I knew that he was asking if I had some other protection. “I’ll be alright,” I told him.
He shrugged. “Okay. But Liz’s rules are still on the table. You fuck it up, we’re gonna bring you in.”
I stood up. “We’ll see.”
He grinned. “Yeah, I’m sure we will.”
I turned to go.
“Braddock.”
I turned around.
“Last night,” he said, leaning forward, looking uncomfortable. “I didn’t need to get all over you like I did, with your friend and everything.”
His remark caught me off guard. “Oh. Okay. Thanks.”
A flicker of a smile danced at the corner of his mouth. “But I don’t trust tall suckers like you.”
I didn’t want to reward him with a laugh, but it was tough keeping it out of my voice. “And I’m not comfortable with anyone looking me right in the knee.”
He raised his middle finger, and I waved good-bye.
32
I knew that I still wouldn’t be able to see Carter, which left me pondering a move that I wasn’t at all thrilled with. Everything continued to point in Costilla’s direction, no matter where the information came from. If I was going to truly make any progress, I was going to have to have another conversation with Alejandro Costilla.
I resisted the urge to head home and into the comfort of the waves, instead taking the long way out of downtown. I pointed the Blazer south down Harbor Drive along San Diego Bay, past the convention center, Petco Park, and the naval shipyards before making up my mind to head farther south into Chula Vista on I-5.

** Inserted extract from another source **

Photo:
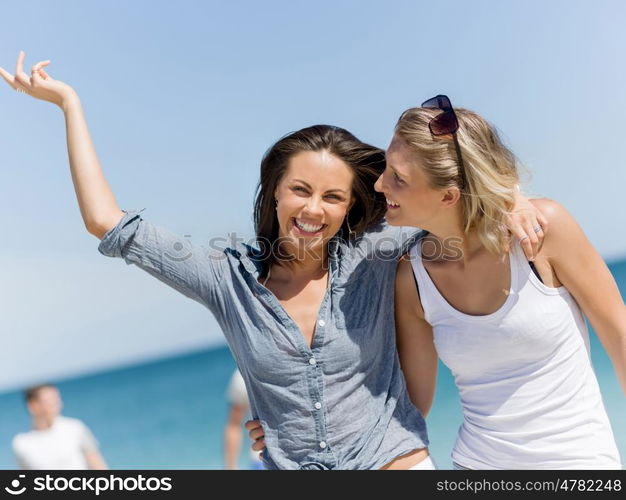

Yuppie suburbs were popping up in the hills of Bonita and the eastern end of Chula Vista and Otay Mesa. Million-dollar homes were the result of immense population growth in the nineties. The United States Olympic Committee had even seen fit to build a new, state-of-the-art training center in an area adjacent to Lower Otay Lake.
But the western side of Chula Vista hadn’t benefited from the influx of money and people and had remained what it had always been when I was growing up—a dangerous place.
I exited at E Street and went east. Single-story box homes lined the streets, iron bars on the windows signifying the presence of the gangs that ruled the area. Some of the billboards advertised in Spanish, the cars rode lower to the ground, and the stares of the people on the sidewalks became longer and uglier.
The Enrique Camarena Recreation Center was just south of Eucalyptus Park at 4th and C and stood out like a lost child in a shopping mall. Built in honor of the slain DEA agent, the center was only about six years old, its newer brick and glass clashing with the crumbling stucco and concrete of the neighborhood that surrounded it. I parked in the lot and went inside.
An older Hispanic lady sat behind the front desk. Thick gray hair bundled on top of her head, deep lines around tired eyes, and overweight arms poking out of a purple tank top she had no business wearing.
“Help you?” she asked, her eyes barely leaving the magazine in front of her.
“Looking for Ernie,” I said.
She lifted her chin in a direction that I took meant down the hall. “Second door on your right.”
As I walked toward Ernie’s office, I heard the squeaking of sneakers on a clean hardwood floor, along with shouts and the bouncing of a ball. I stopped at the second door and knocked.
“Yo,” a voice called from behind. “Come in.”
I stepped in and Ernie Romario looked at me. “You lost, Braddock?”
“Just checking up on you,” I said, smiling.
“Bullshit,” he said.
He stood and extended his arm across the desk. He wore white athletic shorts and a tight gray tank top that exposed lean, tattooed arms. Faces of women mostly, a couple of crosses thrown in for good measure. The black hair on his scalp was shaved down, and a barely visible goatee encircled his mouth.
We shook hands.
“Sit,” he said.
The office was small. A tiny metal desk, with a chair on either side. The walls were covered with photos and articles detailing the accomplishments of the Camarena Center. Most featured kids that had used the Center as a place to hang out and then gone on to bigger and better things. Most of the photos featured those kids with Ernie and his staff.